The life of a flower is one measurement of time, a human life, another. But places like Yosemite’s granite mountains take us into a realm difficult to comprehend. Granite has a solidity to it. For me, granite brings back memories of boulders I climbed among with my sisters on the hills scattered with these stony outcroppings behind my childhood home. Whether sitting on a boulder staring out over the valley, or lying back and absorbing stored heat inside the rock while staring up at clouds or a circling hawk, granite held a sense of time embodied. Resting on granite, the world slowed down and drew me into its arms. Ursula La Guinn writes in her poem, “Hymn to Time,” Time makes room / for going and coming home / and in time’s womb / begins all ending. Granite rises from both sides of the Yosemite’s Valley floor, creating the sense of being held inside a womb or the curved palm of some great hand where time is fluid, and nothing ever dies but is simply a part of a long spiral of making and remaking.

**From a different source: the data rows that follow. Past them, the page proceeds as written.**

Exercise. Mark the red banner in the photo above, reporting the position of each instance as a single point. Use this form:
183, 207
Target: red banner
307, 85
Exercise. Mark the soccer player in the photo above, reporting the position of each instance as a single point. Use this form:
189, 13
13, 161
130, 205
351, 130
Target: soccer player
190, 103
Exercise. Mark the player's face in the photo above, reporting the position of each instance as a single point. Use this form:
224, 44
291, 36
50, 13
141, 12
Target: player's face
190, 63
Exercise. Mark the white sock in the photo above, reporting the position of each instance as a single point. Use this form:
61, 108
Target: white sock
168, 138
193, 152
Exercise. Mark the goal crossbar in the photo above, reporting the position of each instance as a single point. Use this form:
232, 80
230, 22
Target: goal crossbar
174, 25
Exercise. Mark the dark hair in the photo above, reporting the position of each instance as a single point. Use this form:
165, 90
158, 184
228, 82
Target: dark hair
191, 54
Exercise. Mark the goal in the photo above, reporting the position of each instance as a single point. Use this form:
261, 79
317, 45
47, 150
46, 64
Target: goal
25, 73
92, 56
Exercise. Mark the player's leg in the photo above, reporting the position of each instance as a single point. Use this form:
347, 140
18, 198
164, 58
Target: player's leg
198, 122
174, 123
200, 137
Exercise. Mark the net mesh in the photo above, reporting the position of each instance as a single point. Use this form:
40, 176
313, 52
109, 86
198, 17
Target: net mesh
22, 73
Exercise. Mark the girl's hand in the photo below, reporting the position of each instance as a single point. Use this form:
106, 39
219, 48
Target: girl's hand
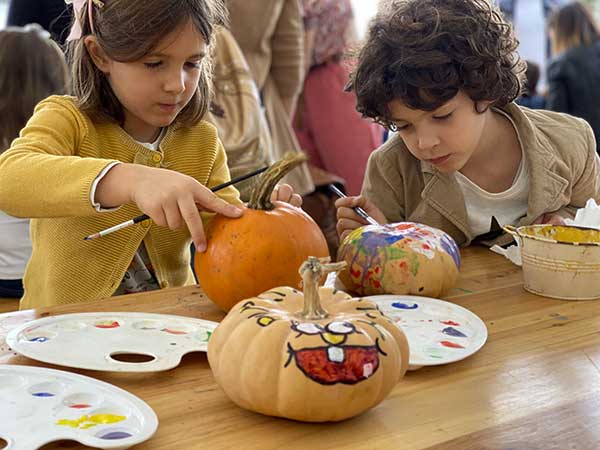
550, 219
170, 198
285, 193
348, 220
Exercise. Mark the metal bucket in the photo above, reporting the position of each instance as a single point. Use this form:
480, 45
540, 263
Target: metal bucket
560, 261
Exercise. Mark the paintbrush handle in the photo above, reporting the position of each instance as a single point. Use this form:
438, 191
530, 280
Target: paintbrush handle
143, 217
357, 209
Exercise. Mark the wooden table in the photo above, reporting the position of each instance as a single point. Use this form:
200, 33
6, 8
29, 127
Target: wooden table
534, 385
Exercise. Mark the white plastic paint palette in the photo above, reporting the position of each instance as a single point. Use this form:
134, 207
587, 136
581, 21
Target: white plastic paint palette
438, 332
124, 342
39, 406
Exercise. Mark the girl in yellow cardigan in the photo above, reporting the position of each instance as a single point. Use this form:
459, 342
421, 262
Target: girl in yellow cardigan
130, 141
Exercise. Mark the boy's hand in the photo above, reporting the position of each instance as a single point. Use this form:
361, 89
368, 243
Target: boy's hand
285, 193
348, 220
170, 198
550, 219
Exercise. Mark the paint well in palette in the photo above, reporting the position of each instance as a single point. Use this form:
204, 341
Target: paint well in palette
166, 338
55, 405
450, 331
115, 435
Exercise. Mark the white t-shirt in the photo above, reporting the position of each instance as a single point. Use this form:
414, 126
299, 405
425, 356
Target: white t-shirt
507, 207
15, 247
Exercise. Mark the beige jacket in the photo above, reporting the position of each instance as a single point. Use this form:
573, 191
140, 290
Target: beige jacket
271, 36
564, 174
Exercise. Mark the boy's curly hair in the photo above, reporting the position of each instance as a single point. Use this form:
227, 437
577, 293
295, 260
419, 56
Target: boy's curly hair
423, 52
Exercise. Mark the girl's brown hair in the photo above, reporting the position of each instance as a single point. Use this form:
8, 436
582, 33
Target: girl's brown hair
32, 68
423, 52
128, 30
572, 26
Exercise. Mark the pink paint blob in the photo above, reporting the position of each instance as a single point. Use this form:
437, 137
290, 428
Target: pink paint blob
451, 344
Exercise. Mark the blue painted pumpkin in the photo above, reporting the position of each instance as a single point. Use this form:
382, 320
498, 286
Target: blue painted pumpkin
399, 258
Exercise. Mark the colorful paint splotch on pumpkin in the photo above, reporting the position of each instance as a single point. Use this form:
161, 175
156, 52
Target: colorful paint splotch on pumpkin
384, 259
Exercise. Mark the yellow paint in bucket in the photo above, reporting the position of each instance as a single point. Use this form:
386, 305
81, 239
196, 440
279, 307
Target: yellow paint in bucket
560, 261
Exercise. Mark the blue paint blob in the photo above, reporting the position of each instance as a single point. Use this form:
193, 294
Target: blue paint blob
113, 435
453, 332
451, 248
376, 240
404, 305
43, 394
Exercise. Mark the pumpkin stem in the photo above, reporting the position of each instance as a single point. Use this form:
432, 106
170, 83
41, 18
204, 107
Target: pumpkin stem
312, 271
261, 196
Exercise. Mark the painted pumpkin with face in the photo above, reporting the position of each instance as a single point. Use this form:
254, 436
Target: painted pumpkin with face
315, 356
399, 258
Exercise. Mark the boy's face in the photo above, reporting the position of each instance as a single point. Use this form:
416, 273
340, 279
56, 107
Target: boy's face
446, 137
154, 90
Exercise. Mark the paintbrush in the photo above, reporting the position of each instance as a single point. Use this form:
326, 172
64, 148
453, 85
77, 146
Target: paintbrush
361, 212
143, 217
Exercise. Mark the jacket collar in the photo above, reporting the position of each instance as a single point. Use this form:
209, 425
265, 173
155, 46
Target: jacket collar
443, 193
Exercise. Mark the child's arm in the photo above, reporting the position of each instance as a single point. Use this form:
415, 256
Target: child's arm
170, 198
42, 176
586, 184
348, 219
380, 196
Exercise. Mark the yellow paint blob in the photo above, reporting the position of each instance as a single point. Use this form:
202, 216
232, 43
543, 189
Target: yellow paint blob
85, 422
264, 321
570, 235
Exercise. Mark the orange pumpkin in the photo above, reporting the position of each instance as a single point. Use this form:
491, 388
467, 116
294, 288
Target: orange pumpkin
260, 250
318, 356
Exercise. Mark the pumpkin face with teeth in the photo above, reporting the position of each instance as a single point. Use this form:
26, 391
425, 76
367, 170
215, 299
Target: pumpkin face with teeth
285, 354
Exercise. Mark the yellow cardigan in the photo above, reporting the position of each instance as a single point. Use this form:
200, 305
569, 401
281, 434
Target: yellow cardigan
47, 175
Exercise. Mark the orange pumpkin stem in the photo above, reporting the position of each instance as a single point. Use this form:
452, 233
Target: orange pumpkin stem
312, 271
261, 196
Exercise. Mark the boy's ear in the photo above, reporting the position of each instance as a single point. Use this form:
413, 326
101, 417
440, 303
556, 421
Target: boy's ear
100, 58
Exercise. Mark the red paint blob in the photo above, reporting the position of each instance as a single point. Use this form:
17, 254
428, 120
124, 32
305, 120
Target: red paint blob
167, 330
450, 322
114, 324
450, 344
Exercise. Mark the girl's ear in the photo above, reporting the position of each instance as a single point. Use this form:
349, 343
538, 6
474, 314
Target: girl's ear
482, 106
100, 58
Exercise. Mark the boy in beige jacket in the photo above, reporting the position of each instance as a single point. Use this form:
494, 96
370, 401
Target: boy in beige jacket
443, 75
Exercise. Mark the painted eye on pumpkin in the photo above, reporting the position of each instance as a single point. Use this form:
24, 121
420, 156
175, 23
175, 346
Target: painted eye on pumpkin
308, 328
340, 328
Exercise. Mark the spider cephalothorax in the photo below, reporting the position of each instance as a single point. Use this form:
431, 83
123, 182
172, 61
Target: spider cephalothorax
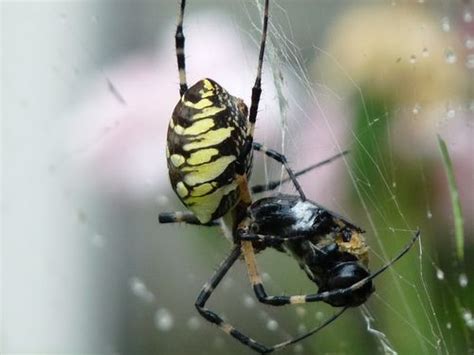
209, 154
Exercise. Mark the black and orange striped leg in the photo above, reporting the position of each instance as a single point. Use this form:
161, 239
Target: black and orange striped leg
213, 317
257, 87
179, 42
257, 284
274, 184
282, 160
183, 217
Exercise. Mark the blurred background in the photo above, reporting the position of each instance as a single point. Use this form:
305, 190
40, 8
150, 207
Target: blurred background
87, 92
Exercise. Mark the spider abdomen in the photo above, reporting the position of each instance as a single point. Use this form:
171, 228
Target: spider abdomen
206, 136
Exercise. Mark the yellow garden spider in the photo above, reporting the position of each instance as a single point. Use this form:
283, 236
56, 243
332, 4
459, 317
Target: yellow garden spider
209, 153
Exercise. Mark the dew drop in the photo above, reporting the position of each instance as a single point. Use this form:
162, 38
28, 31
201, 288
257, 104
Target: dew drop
140, 290
467, 316
272, 325
469, 42
463, 281
162, 200
249, 301
302, 329
416, 109
164, 320
298, 348
319, 315
450, 113
300, 311
450, 56
98, 240
470, 61
467, 17
194, 323
445, 24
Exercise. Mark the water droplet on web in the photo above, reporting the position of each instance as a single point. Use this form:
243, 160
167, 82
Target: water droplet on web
302, 329
319, 315
467, 16
194, 323
98, 240
164, 320
445, 24
470, 61
162, 200
450, 113
272, 325
450, 56
300, 311
249, 301
463, 281
469, 42
416, 109
140, 290
467, 316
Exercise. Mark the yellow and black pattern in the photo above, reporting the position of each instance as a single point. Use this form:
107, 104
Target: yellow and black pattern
206, 137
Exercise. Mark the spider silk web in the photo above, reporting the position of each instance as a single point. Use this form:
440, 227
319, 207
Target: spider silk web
380, 79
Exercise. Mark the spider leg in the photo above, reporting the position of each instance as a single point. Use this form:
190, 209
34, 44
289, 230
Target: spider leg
183, 217
257, 284
256, 92
257, 88
309, 333
282, 160
274, 184
179, 43
214, 318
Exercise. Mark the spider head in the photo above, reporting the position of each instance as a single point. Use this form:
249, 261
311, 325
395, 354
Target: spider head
341, 277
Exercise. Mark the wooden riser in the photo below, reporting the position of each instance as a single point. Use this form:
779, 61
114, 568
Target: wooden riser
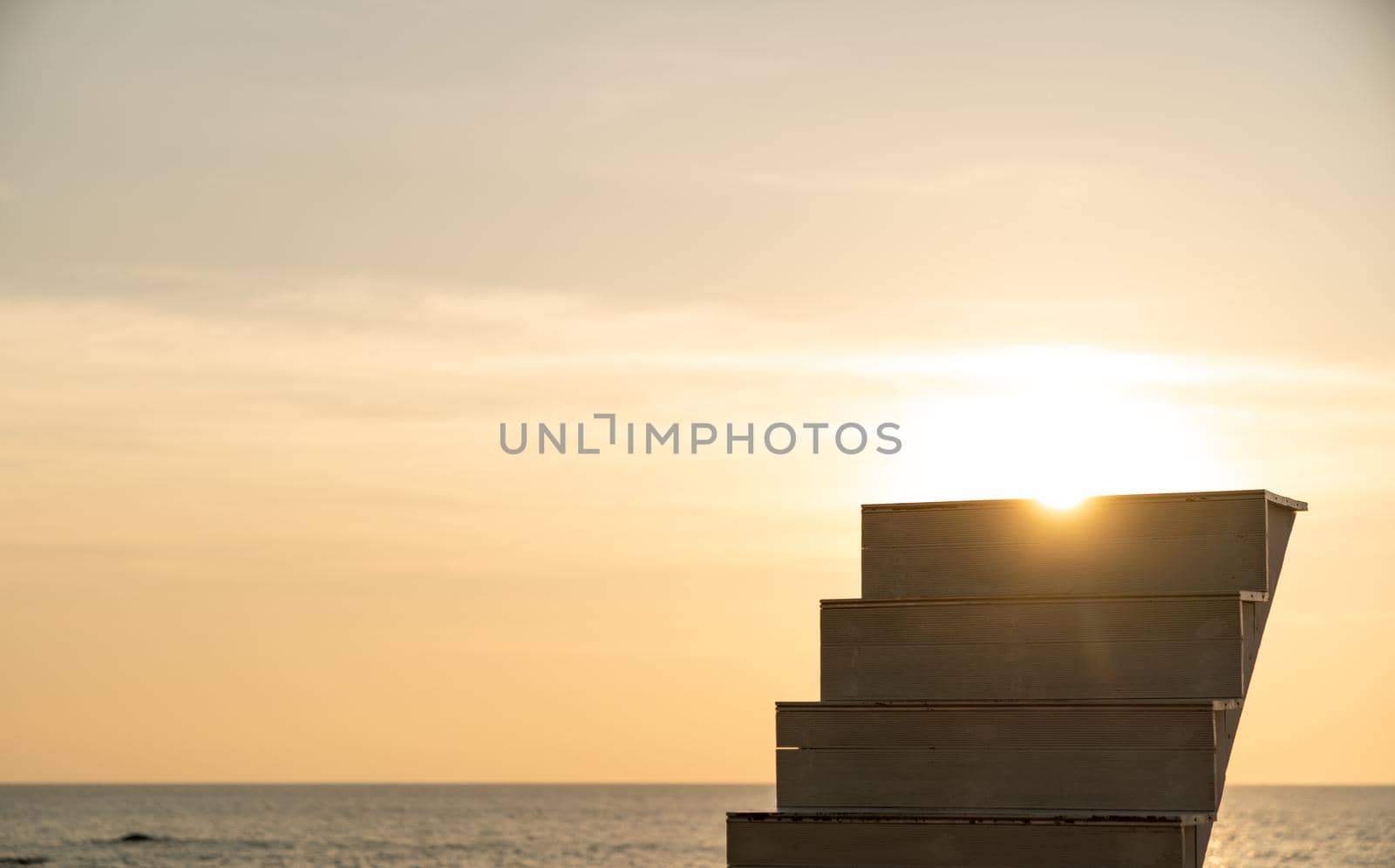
997, 782
1122, 546
786, 840
1161, 648
1004, 758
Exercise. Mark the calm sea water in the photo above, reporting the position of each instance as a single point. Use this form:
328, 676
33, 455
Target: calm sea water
555, 825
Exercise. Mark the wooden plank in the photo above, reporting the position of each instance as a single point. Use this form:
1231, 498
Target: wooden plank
1151, 648
1136, 545
992, 780
794, 840
1023, 726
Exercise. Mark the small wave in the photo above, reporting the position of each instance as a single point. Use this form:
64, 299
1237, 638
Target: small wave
140, 837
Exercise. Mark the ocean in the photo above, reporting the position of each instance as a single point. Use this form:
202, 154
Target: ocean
553, 825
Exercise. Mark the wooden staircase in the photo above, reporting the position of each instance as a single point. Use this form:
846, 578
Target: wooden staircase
1020, 687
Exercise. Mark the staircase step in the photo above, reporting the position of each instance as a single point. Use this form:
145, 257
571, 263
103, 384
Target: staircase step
1041, 648
847, 840
1130, 545
1004, 756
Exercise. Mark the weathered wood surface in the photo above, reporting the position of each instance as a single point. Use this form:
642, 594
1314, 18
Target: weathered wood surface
1133, 545
793, 840
1002, 782
1002, 756
1147, 648
1004, 726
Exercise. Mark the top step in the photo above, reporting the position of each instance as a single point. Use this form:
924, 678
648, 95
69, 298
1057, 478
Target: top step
1186, 543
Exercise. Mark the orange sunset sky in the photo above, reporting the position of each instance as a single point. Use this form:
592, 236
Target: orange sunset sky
272, 275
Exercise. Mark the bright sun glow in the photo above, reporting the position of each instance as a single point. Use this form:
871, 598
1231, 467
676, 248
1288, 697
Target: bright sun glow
1057, 424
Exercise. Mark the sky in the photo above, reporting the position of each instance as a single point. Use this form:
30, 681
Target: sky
274, 274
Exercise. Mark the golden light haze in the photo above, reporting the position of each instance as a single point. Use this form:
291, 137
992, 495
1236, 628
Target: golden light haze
271, 276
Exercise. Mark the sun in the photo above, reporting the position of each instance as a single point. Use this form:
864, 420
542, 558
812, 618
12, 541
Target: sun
1060, 500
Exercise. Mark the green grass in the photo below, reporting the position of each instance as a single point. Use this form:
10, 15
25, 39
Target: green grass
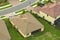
23, 0
50, 32
3, 4
6, 7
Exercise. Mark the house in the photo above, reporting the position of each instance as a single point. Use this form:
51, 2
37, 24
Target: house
4, 34
26, 24
49, 12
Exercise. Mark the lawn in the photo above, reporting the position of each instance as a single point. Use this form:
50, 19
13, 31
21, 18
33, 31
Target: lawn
5, 3
50, 32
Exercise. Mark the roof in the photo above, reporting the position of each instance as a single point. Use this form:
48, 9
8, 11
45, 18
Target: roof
4, 34
52, 9
26, 23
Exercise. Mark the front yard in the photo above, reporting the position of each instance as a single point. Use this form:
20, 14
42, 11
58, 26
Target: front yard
50, 32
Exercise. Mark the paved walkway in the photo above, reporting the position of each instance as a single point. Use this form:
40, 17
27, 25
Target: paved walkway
16, 8
14, 2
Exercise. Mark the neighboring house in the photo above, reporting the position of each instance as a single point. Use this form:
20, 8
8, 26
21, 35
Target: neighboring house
50, 12
4, 34
26, 24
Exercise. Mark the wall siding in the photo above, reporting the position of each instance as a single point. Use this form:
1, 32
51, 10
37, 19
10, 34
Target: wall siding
48, 18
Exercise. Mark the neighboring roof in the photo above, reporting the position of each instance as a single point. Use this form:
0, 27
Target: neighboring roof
4, 34
26, 23
51, 9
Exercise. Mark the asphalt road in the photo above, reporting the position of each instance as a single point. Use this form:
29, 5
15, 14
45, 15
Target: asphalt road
17, 7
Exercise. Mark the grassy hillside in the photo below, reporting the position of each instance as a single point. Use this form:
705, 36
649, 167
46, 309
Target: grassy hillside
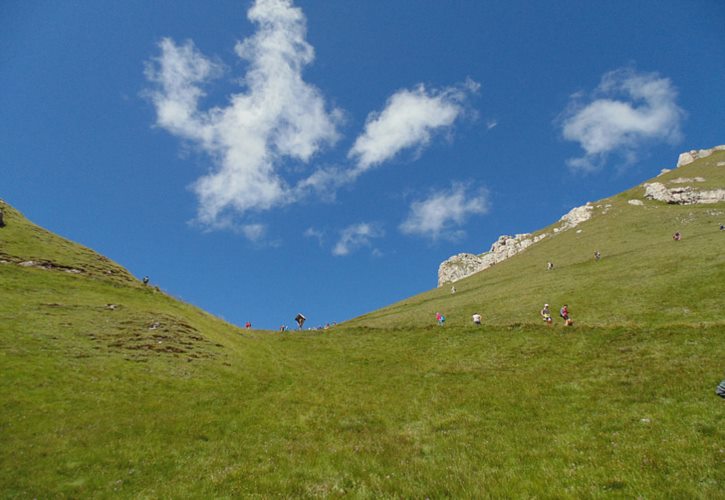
111, 388
644, 277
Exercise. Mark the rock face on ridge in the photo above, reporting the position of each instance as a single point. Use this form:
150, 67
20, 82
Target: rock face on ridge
685, 195
506, 246
690, 156
462, 265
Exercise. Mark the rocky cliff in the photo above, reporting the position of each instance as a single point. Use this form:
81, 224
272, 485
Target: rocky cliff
685, 192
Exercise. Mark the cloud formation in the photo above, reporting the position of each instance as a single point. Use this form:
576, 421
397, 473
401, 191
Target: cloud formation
442, 213
276, 116
356, 236
625, 112
409, 120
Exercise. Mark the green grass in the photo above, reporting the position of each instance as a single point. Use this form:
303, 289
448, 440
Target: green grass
156, 398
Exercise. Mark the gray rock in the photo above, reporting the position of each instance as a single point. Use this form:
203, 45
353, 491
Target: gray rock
690, 156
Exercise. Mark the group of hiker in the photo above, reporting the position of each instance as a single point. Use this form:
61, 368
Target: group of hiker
545, 315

We need these moments where the immensity of all that is flashes into our consciousness and we see ourselves inhabiting a different realm, one much greater and more expansive than the routines of life or the understandings we walk around in. And we are altered, our sense of reality enlarged. Something in us is moved, a previously unheard music rising inside, whispering a kind of wordless understanding about what it means to be human and alive. I think of these words from Jan Zwicky’s poem, “The Art of Fugue, Part VI,”
Once again, the moment of impossible
transition, the bow, its silent voice
above the string. Let us say
the story goes like this. Let us say
you could start anywhere.
Let us say you took your splintered being
by the hand, and led it
to the centre of a room: starlight
through the floorboards of the soul.
The patterns of your life
repeat themselves until you listen.
Forgive this. Say now
what you have to say.
It is from this place of silent awareness where the music of who we are emerges–some place beyond goals and accomplishments, something to do with the difficult attending to what it means to be, to be present, and for our lives to say what they have to say.